Uniformity and bounded arithmetic below P

Abstract

We study some of the complexity classes below P and, in particular, we concentrate on $AC\sp0\subseteq NC\sp1\subseteq L=$ LogSpace. We also study the nondeterministic classes $NAC\sp{i}$ and $NNC\sp{i},$ for $i\ge0,$ which are the counterparts to the more familiar class NP. In the final part of this work we characterize the so-called Steven's Class $SC=\bigcup\sb{i\ge1}Sc\sp{i}.$

We start by proving that certain basic arithmetic operations such as Count, Multiplication, Multiple Addition, Sorting, etc. can be carried out in Uniform-$NC\sp1$ and that similar results hold in the class Uniform-$AC\sp0$ when dealing with sufficiently "small" numbers. The proofs are carried out by using algebraic characterizations of the previous classes as developed, for example, in (C14) and (CT2).

We continue with the classes $NAC\sp0\subseteq NNC\sp1\subseteq\cdots\subseteq NP$ introduced in (Ta2) and prove that, in fact, all of them coincide and therefore are equal to NPolyTime.

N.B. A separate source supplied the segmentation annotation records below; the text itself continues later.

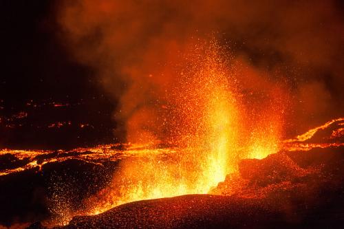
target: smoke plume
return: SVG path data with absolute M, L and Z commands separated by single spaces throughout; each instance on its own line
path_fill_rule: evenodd
M 185 56 L 214 39 L 251 118 L 268 109 L 284 116 L 285 134 L 294 135 L 343 114 L 341 8 L 335 1 L 84 0 L 65 1 L 56 15 L 61 42 L 118 102 L 115 135 L 146 142 L 171 132 L 166 118 L 176 105 L 169 96 L 185 93 L 175 87 L 189 67 Z

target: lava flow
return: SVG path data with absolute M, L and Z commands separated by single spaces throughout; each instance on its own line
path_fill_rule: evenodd
M 286 109 L 283 89 L 261 82 L 266 87 L 266 95 L 259 97 L 250 91 L 255 96 L 252 102 L 241 87 L 247 83 L 237 72 L 244 68 L 224 59 L 216 43 L 204 47 L 186 57 L 188 64 L 182 67 L 173 89 L 166 91 L 169 96 L 160 109 L 146 107 L 128 121 L 129 139 L 148 143 L 57 151 L 3 149 L 1 155 L 11 165 L 5 166 L 1 175 L 29 170 L 43 170 L 44 173 L 44 167 L 50 164 L 75 160 L 94 166 L 118 163 L 112 175 L 105 179 L 107 184 L 87 193 L 78 207 L 73 206 L 73 197 L 67 194 L 73 186 L 63 188 L 58 179 L 53 180 L 55 188 L 51 188 L 49 206 L 52 217 L 46 223 L 66 224 L 75 215 L 98 215 L 128 202 L 208 193 L 227 175 L 237 173 L 242 159 L 261 159 L 281 151 L 343 145 L 338 139 L 343 137 L 344 118 L 333 120 L 295 139 L 282 140 L 282 114 Z M 259 75 L 250 77 L 263 80 Z M 156 113 L 164 121 L 158 127 L 151 123 L 149 127 L 158 131 L 142 128 L 142 120 Z M 327 139 L 319 134 L 334 125 L 338 128 Z M 161 133 L 165 134 L 161 136 Z M 319 141 L 310 142 L 316 135 Z

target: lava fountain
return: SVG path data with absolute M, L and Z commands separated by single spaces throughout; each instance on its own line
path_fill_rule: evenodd
M 277 132 L 268 138 L 266 131 L 271 123 L 248 124 L 236 69 L 215 41 L 198 44 L 184 60 L 178 80 L 166 91 L 166 112 L 160 117 L 169 129 L 155 144 L 164 147 L 149 148 L 140 157 L 121 162 L 111 184 L 85 201 L 87 214 L 141 199 L 207 193 L 236 171 L 239 159 L 264 157 L 277 150 Z M 256 116 L 266 120 L 264 112 Z M 268 116 L 275 118 L 273 112 Z M 270 142 L 252 139 L 252 133 Z

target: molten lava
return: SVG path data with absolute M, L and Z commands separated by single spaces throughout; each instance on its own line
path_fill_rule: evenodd
M 281 150 L 343 144 L 306 142 L 333 124 L 343 126 L 344 118 L 333 120 L 294 139 L 281 140 L 286 109 L 286 102 L 281 102 L 285 94 L 282 89 L 269 86 L 255 74 L 249 78 L 264 85 L 266 94 L 261 96 L 254 90 L 243 92 L 246 86 L 241 84 L 249 83 L 240 78 L 237 72 L 246 72 L 245 67 L 224 58 L 215 42 L 191 53 L 193 54 L 186 57 L 187 64 L 182 67 L 178 80 L 166 91 L 164 105 L 159 104 L 158 109 L 138 109 L 128 122 L 133 130 L 144 130 L 131 138 L 138 136 L 138 142 L 149 140 L 148 143 L 100 145 L 69 151 L 3 149 L 1 155 L 12 155 L 11 160 L 19 166 L 6 168 L 0 175 L 69 159 L 95 164 L 120 162 L 110 184 L 84 199 L 82 209 L 72 211 L 63 205 L 63 199 L 56 202 L 53 210 L 55 223 L 67 223 L 76 215 L 96 215 L 125 203 L 208 193 L 228 174 L 237 171 L 241 159 L 261 159 Z M 247 94 L 253 95 L 254 102 Z M 142 120 L 154 113 L 161 114 L 159 118 L 164 122 L 160 124 L 163 127 L 158 128 L 164 131 L 142 129 Z M 337 128 L 330 138 L 342 133 L 343 128 Z

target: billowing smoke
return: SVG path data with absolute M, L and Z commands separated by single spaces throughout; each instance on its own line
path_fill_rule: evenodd
M 61 42 L 96 69 L 118 103 L 115 135 L 144 142 L 169 129 L 167 97 L 184 77 L 178 74 L 187 68 L 184 56 L 213 39 L 248 104 L 257 97 L 276 98 L 271 107 L 283 103 L 287 134 L 343 114 L 341 7 L 334 1 L 84 0 L 65 1 L 56 15 Z

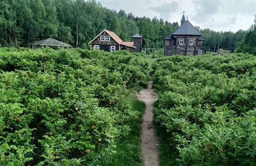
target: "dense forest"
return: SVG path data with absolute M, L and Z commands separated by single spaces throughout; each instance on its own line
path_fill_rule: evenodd
M 160 48 L 179 21 L 135 17 L 122 10 L 107 9 L 94 0 L 1 0 L 0 44 L 27 46 L 51 37 L 75 48 L 87 48 L 90 40 L 106 28 L 125 40 L 139 33 L 144 37 L 144 47 Z M 211 51 L 233 51 L 246 33 L 243 30 L 217 32 L 197 28 L 205 39 L 206 49 Z

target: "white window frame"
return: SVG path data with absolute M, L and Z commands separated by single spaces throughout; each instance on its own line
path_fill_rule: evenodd
M 189 39 L 189 45 L 193 45 L 193 39 Z
M 107 42 L 110 41 L 110 37 L 106 36 L 105 41 L 107 41 Z
M 184 44 L 184 39 L 180 38 L 180 45 L 183 45 L 183 44 Z
M 115 45 L 111 45 L 110 46 L 110 52 L 115 51 L 116 50 L 116 46 Z
M 100 36 L 100 40 L 105 41 L 105 36 Z
M 94 45 L 94 50 L 99 50 L 100 46 L 99 46 L 99 45 Z

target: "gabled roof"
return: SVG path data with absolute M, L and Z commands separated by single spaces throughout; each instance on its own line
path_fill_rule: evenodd
M 104 29 L 101 33 L 100 33 L 95 38 L 93 38 L 88 44 L 91 44 L 96 39 L 97 39 L 103 32 L 105 32 L 107 33 L 116 42 L 119 44 L 125 45 L 129 47 L 134 47 L 134 42 L 125 42 L 121 39 L 119 36 L 117 36 L 114 32 L 109 30 Z M 135 47 L 134 47 L 135 48 Z
M 164 38 L 165 40 L 171 40 L 171 34 L 169 34 Z
M 45 40 L 42 40 L 34 43 L 29 43 L 29 45 L 72 47 L 72 45 L 69 44 L 61 42 L 52 38 L 48 38 Z
M 139 35 L 138 33 L 135 34 L 132 37 L 131 37 L 132 38 L 143 38 L 142 37 L 141 37 L 140 35 Z
M 198 35 L 200 36 L 201 34 L 187 20 L 182 25 L 174 31 L 173 35 Z

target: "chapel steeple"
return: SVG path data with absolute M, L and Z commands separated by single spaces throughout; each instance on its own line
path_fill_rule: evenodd
M 181 20 L 180 20 L 180 26 L 181 26 L 182 24 L 183 24 L 186 21 L 186 20 L 185 19 L 185 16 L 184 16 L 185 12 L 183 11 L 183 15 L 182 16 Z

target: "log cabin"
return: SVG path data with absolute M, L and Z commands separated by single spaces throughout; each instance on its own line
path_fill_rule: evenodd
M 126 50 L 130 51 L 139 51 L 142 48 L 142 37 L 136 34 L 132 37 L 132 39 L 136 40 L 136 45 L 134 42 L 124 42 L 114 32 L 104 29 L 94 39 L 89 42 L 91 45 L 91 50 L 101 50 L 107 51 L 114 51 L 115 50 Z M 139 43 L 139 42 L 141 42 Z M 136 49 L 139 46 L 139 48 Z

Finally, we move further up and consider the complexity class SC as defined in (Co2). We introduce the notion of Extended k-Bounded Recursion on Notation $(E\sb{k}BRN)$ and prove that the class $SC\sp{k}$ equals the closure of the set of basic functions INITIAL (see for example, (CT2)), under composition, CRN and $E\sb{k}BRN.$